Genesis 46:16-17-30 Het Boek (HTB)

16-17. Onder het gezelschap waren ook: Gad en zijn zonen Sifjon, Chaggi, Suni, Esbon, Eri, Arodi en Areli. Aser en zijn zonen Jimna, Jiswa, Jiswi en Beria en hun zuster Serach. Beria's zonen heetten Cheber en Malkiël.

18. Deze zestien personen waren afstammelingen van Jakob en Zilpa, de dienares die Lea van haar vader Laban kreeg.

19-22. Bij Jakobs huishouding waren ook de veertien afstammelingen van Jakob en Rachel: Jozef en Benjamin.Jozefs zonen, die hij in Egypte kreeg, waren Manasse en Efraïm (hun moeder was Asnat, de dochter van Potifera, de priester van Heliopolis).Benjamins zonen Bela, Becher, Asbel, Gera, Naäman, Echi, Ros, Muppim, Chuppim en Ard.

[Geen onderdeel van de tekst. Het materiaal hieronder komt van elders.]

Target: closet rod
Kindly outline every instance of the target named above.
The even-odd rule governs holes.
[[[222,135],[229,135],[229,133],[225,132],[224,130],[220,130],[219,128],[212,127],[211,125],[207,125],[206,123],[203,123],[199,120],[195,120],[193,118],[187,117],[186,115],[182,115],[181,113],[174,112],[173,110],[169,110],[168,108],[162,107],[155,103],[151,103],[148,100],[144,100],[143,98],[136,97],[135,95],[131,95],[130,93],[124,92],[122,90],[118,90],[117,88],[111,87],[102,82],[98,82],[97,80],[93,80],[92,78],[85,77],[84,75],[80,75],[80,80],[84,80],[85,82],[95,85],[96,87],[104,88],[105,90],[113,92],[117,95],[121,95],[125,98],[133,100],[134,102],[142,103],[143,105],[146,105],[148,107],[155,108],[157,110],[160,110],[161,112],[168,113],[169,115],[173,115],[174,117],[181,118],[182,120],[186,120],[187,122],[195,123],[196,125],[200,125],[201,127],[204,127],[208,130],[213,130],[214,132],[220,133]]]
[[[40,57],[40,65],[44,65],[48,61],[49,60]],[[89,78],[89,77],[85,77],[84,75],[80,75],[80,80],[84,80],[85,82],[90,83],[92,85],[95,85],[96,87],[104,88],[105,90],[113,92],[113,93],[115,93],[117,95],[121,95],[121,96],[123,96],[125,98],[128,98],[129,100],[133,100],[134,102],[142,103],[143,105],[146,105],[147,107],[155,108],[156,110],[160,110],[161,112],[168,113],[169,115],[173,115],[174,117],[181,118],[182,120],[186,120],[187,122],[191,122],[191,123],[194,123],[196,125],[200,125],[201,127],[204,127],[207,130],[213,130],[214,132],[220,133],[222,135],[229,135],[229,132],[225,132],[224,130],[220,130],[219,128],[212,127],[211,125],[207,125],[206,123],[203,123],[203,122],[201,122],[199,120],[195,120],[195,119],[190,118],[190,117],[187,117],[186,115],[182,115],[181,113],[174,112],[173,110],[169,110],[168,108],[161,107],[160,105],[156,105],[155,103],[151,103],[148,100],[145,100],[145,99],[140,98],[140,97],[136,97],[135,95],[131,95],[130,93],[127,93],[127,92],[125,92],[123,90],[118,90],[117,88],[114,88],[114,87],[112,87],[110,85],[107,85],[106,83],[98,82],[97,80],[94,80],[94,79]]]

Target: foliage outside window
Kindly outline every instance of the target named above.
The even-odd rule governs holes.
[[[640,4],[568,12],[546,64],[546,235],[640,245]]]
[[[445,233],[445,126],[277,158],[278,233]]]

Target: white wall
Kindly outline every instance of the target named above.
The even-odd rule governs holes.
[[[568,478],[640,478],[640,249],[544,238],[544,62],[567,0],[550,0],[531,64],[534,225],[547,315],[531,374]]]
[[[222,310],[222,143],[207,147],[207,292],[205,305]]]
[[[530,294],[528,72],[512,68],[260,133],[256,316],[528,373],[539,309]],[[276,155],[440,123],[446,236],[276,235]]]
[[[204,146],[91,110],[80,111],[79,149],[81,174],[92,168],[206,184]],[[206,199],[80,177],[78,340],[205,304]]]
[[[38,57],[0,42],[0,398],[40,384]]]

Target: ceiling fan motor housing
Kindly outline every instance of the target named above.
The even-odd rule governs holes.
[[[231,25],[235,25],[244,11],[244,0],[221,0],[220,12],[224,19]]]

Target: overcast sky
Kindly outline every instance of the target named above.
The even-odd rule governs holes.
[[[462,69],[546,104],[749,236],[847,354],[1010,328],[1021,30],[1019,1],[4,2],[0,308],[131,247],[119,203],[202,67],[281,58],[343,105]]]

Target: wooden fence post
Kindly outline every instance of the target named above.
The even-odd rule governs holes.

23-25. Tot de groep behoorden ook de zeven afstammelingen van Jakob en Bilha, de dienares die Rachel van haar vader Laban kreeg: Dan en zijn zoon Chusim.Naftali en zijn zonen Jachseël, Guni, Jeser en Sillem.

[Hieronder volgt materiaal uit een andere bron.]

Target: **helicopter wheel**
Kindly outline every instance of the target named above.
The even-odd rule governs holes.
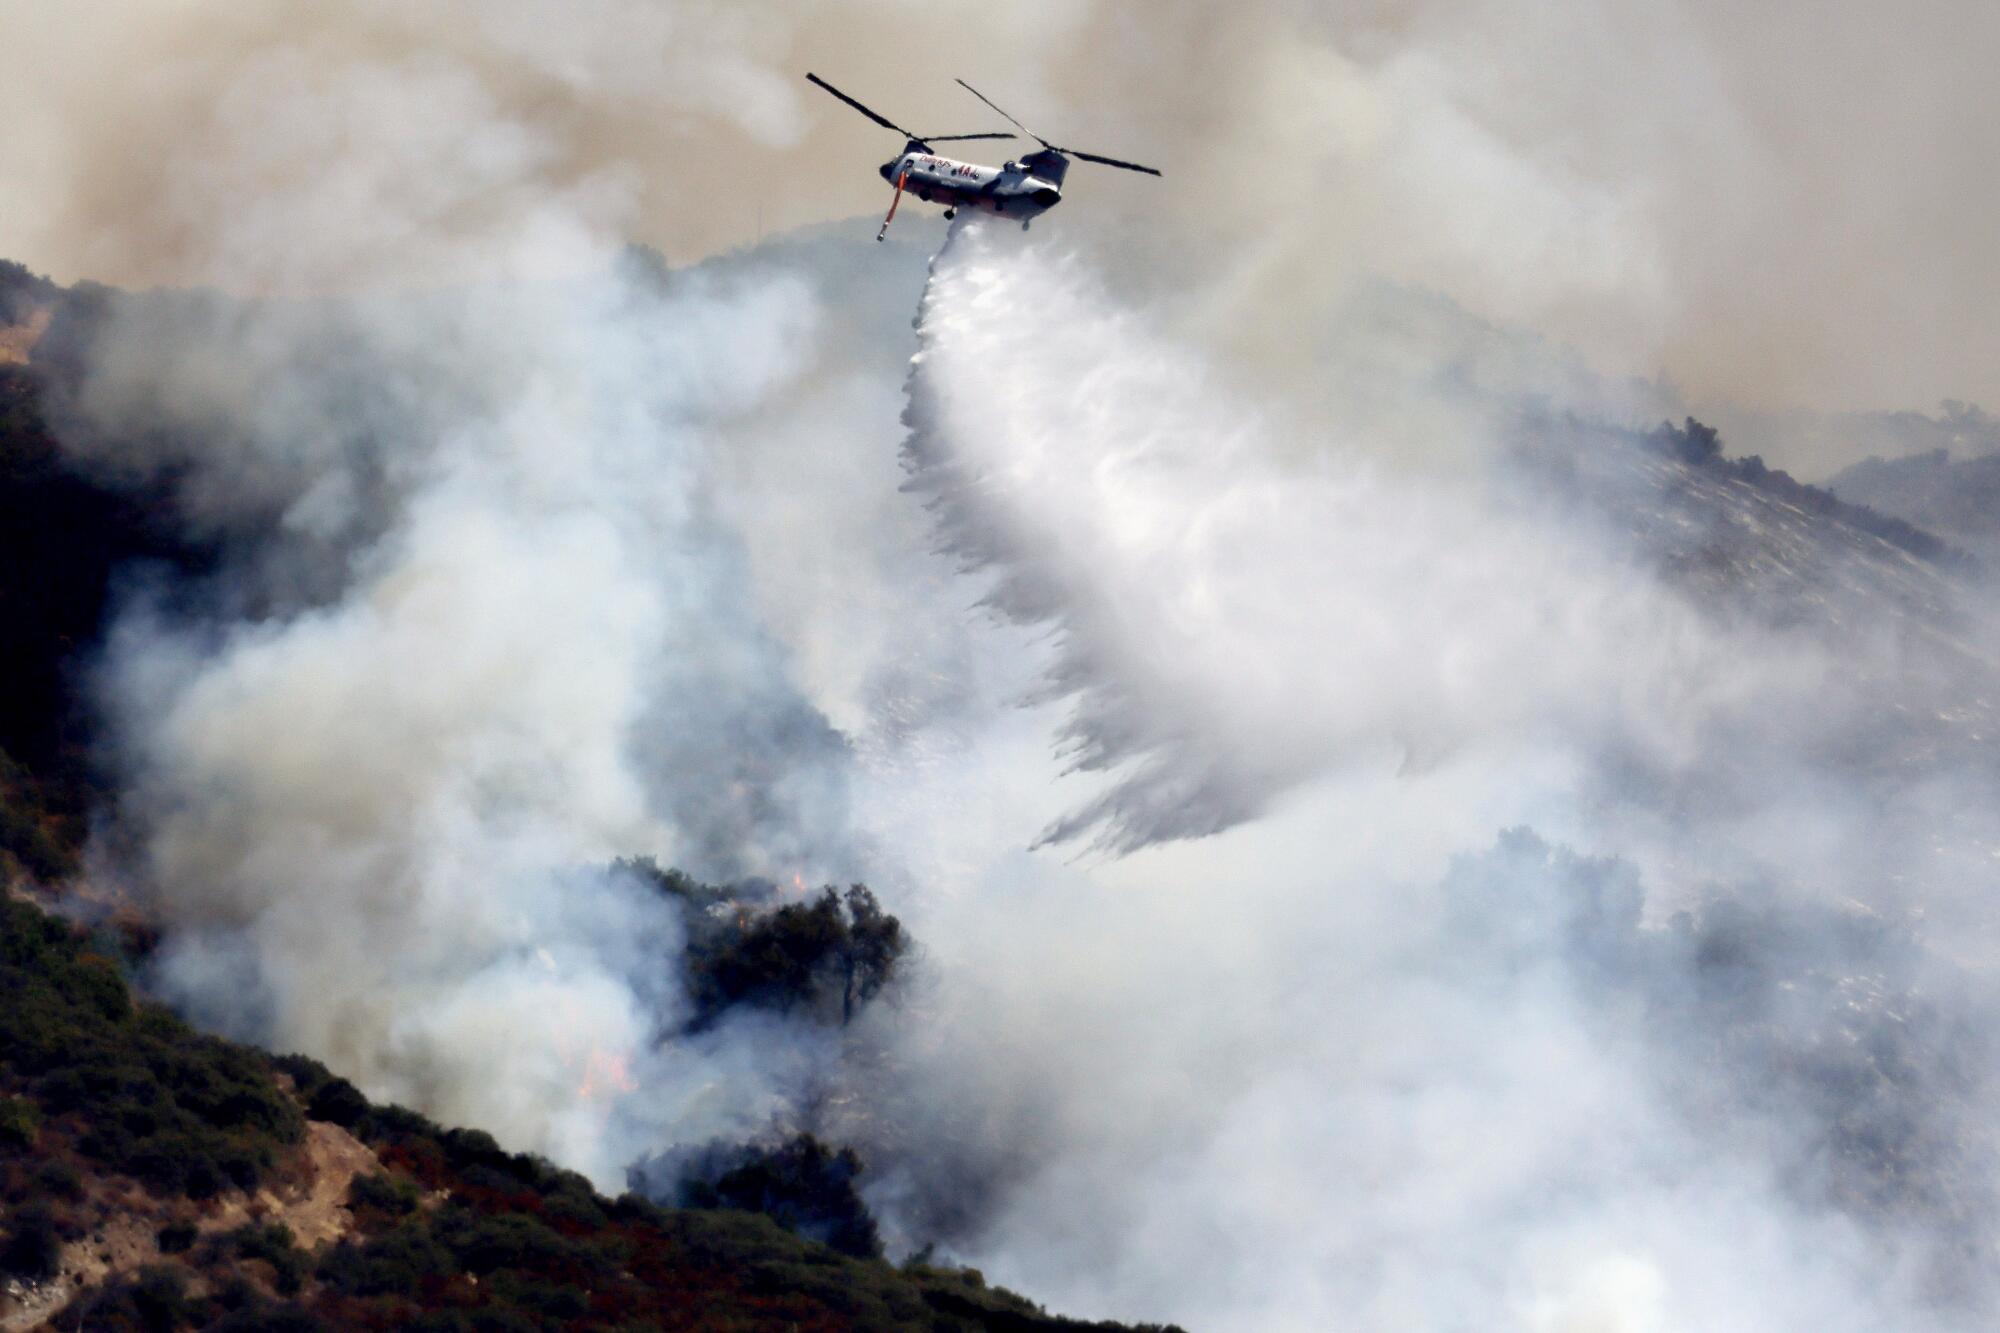
[[[1025,222],[1023,222],[1023,223],[1021,224],[1021,230],[1022,230],[1022,231],[1026,231],[1027,229],[1028,229],[1028,224],[1027,224],[1027,223],[1025,223]]]
[[[946,210],[944,211],[944,220],[945,220],[946,222],[949,222],[949,221],[951,221],[951,220],[952,220],[953,218],[955,218],[955,217],[957,217],[957,216],[958,216],[958,210],[957,210],[957,209],[955,209],[955,208],[947,208],[947,209],[946,209]]]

26. Zo kwam het totaal van de groep die naar Egypte ging—allemaal afstammelingen van Jakob en zonder de vrouwen van zijn zonen—op zesenzestig personen.

27. Met Jozefs twee zonen meegerekend, bestond de gehele familie daar in Egypte uit zeventig mensen.

28. Jakob stuurde Juda vooruit om Jozef te vertellen dat zij onderweg waren en al snel in Gosen zouden aankomen, wat ook gebeurde.

29. Jozef sprong in zijn rijtuig en reisde naar Gosen om zijn vader te ontmoeten. Zij vielen elkaar om de hals en huilden een tijd.

30. Toen zei Israël tegen Jozef: ‘Nu kan ik eindelijk sterven, want ik heb jou weer gezien en weet dat je nog leeft.’